Dans quelques mois, à Durban, en Afrique du sud, se tiendra une nouvelle conférence ; elle devra tenter de sauver l’essentiel. Or rien, aujourd’hui, ne permet d’affirmer que l’essentiel du protocole de Kyoto sera sauvé.

Un seul exemple : lors de la tenue du sommet du G8, il y a quelques jours à Deauville – sommet présidé par Nicolas Sarkozy -, de nombreux problèmes ont été évoqués. Mais cette question n’a pas été abordée et ainsi, aucun engagement essentiel pour cette question vitale qu’est l’avenir de la planète n’a été pris, pour combattre le réchauffement de la planète.

Pourtant les risques sont avérés. Les sécheresses en Asie et en Europe, les tornades meurtrières aux Etats Unis, ou les inondations dans d’autres continents … tous ces phénomènes climatiques vont se poursuivre.

La Réunion ne sera pas épargnée. Mais l’on ne peut que constater que cela n’est ni un élément de réflexion ni une raison d’agir pour certains décideurs.

Par exemple, lorsqu’on a supprimé le tram train – électrique -, il y a eu des conséquences économiques et sociales directes. Il va y avoir également des conséquences environnementales importantes.

A cela s’ajoute l’arrêt du développement de production d’énergies renouvelables. Et tout cela se traduira inexorablement par l’utilisation d’énergies fossiles (notamment pétrole et charbon), tant pour les besoins domestiques que pour le transport.

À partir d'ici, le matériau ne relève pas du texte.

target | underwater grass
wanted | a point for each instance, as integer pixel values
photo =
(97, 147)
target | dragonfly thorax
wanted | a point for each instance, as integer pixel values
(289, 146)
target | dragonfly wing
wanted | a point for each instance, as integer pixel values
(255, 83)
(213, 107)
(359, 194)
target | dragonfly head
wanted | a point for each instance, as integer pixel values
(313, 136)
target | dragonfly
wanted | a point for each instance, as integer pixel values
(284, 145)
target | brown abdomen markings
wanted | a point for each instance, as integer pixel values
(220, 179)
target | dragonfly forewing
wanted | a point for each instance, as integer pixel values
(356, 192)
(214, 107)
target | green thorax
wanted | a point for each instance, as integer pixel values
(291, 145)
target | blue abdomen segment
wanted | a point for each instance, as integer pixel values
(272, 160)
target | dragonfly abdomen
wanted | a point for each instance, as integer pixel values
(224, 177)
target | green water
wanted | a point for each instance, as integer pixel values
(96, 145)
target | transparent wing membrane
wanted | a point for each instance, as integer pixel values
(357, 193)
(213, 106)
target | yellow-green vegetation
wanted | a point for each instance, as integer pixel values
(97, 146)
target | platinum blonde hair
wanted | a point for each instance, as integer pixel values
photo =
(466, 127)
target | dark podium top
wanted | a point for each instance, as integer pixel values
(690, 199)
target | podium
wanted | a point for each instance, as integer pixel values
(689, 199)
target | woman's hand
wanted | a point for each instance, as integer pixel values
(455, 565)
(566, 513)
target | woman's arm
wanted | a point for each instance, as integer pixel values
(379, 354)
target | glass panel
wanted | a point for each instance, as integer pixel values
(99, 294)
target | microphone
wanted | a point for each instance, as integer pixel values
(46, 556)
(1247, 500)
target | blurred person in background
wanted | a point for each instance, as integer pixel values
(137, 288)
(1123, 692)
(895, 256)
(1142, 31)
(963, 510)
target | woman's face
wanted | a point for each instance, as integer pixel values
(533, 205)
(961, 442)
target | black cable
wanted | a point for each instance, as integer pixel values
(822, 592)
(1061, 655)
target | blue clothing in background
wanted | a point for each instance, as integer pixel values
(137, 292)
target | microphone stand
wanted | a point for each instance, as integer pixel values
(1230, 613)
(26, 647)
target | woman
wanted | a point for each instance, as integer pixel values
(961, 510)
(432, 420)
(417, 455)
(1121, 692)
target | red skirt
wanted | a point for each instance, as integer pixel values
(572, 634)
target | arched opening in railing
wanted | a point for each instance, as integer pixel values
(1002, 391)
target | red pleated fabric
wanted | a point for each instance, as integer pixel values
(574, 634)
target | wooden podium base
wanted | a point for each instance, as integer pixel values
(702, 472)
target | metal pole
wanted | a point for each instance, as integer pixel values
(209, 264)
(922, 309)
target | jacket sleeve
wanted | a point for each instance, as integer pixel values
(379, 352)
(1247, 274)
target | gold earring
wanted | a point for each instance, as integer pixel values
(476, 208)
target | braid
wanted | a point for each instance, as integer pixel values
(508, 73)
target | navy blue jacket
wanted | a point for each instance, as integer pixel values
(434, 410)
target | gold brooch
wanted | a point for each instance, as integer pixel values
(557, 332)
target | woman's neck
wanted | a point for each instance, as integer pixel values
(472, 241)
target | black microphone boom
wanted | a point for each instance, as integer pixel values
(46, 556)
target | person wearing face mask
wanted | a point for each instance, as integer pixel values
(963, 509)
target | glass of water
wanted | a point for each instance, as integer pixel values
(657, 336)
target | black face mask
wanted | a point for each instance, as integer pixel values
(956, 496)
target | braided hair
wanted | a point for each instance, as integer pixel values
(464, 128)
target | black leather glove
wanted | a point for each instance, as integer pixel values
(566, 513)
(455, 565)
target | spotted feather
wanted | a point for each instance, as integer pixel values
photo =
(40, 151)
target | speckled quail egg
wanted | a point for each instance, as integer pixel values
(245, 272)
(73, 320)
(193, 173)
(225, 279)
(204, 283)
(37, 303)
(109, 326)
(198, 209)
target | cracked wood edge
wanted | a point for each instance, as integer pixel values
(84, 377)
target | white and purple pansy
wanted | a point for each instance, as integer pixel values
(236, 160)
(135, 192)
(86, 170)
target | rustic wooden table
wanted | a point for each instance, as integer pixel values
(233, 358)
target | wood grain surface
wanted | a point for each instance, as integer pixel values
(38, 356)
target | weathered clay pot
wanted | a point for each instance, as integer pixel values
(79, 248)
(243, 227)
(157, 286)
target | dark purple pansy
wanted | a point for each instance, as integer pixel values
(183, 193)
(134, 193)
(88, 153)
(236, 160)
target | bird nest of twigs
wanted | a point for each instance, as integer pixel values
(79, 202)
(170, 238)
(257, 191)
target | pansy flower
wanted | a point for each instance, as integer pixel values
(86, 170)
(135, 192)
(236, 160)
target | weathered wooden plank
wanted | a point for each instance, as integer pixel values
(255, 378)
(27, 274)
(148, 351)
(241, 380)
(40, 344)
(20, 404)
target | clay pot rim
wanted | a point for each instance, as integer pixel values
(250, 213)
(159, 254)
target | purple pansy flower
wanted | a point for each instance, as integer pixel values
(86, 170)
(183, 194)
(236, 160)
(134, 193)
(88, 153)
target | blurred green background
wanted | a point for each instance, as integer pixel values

Cela montre bien que dans un monde globalisé sur tous les plans – économique, social, politique et culturel etc. -, il y a – en plus –  de nombreuses sources de contradictions : face à l’urgence  de trouver des solutions immédiates pour les problèmes essentiels de notre pays, il y a la préoccupation de l’environnement, du niveau de vie, de la santé etc.

De plus en plus, les liens entre tout cela apparaissent de façon évidente. Cela souligne la responsabilité de chaque Réunionnais, et la responsabilité écrasante des responsables politiques qui prennent les décisions que l’on connaît.